Are you better at adding to your life, too? Do you say “yes” to people’s requests more often than not, without full consideration of your capacities? Do you optimistically underestimate how long an activity will take, or expect to somehow squeeze in that activity between finishing an important work project, taking the kids to soccer, calling your mother, and picking up dinner? How do you feel when you say no to a request? Do you feel overwhelmed by the ‘fear of missing out’ if you do choose to say no?

What if you absolutely had to remove 20% of the “stuff” that’s taking your time, focus, or energy? What would you subtract? You might find that the first few things are easy, and that it would even be a relief to let them go. But then it gets harder. You start thinking of what you’ll lose or miss out on if you let go of those things. You may worry about the impact creating space for yourself has on others.

Are your kids stressed because there’s so much on THEIR plates? Are you afraid that those committees you serve on will fold if you gracefully excuse yourself? Do you worry that you have to hold the family/team/project/client/house together by yourself? You might feel guilty for letting something go, so you refuse to subtract it from your life.

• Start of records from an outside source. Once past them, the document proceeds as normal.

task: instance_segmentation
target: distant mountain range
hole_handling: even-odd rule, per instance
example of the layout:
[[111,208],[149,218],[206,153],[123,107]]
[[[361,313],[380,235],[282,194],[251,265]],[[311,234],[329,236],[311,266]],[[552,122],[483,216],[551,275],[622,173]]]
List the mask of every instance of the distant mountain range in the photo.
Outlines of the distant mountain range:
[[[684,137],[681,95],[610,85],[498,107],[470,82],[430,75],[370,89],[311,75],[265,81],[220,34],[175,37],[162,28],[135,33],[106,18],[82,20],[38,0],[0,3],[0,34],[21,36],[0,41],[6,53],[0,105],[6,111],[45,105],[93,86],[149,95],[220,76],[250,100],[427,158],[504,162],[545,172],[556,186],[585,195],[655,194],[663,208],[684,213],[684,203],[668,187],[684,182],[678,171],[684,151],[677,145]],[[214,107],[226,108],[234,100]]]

What I’ve learned through both my own personal life experience and through coaching is that the short-term discomfort of letting go or saying “no” quickly passes. What endures is the opportunity for more space in your life, more peace, and more of what matters most for you. I challenge you to try this out – even on a small scale. Each week, choose something to subtract. Think about what activity, obligation, relationship, even limiting belief, you’re ready to let go of. How would it feel to subtract that from your life? Think past the initial discomfort, and imagine being free of it. The more you practice this, the easier it will become. Add to the enjoyment of your life by learning the power of subtracting.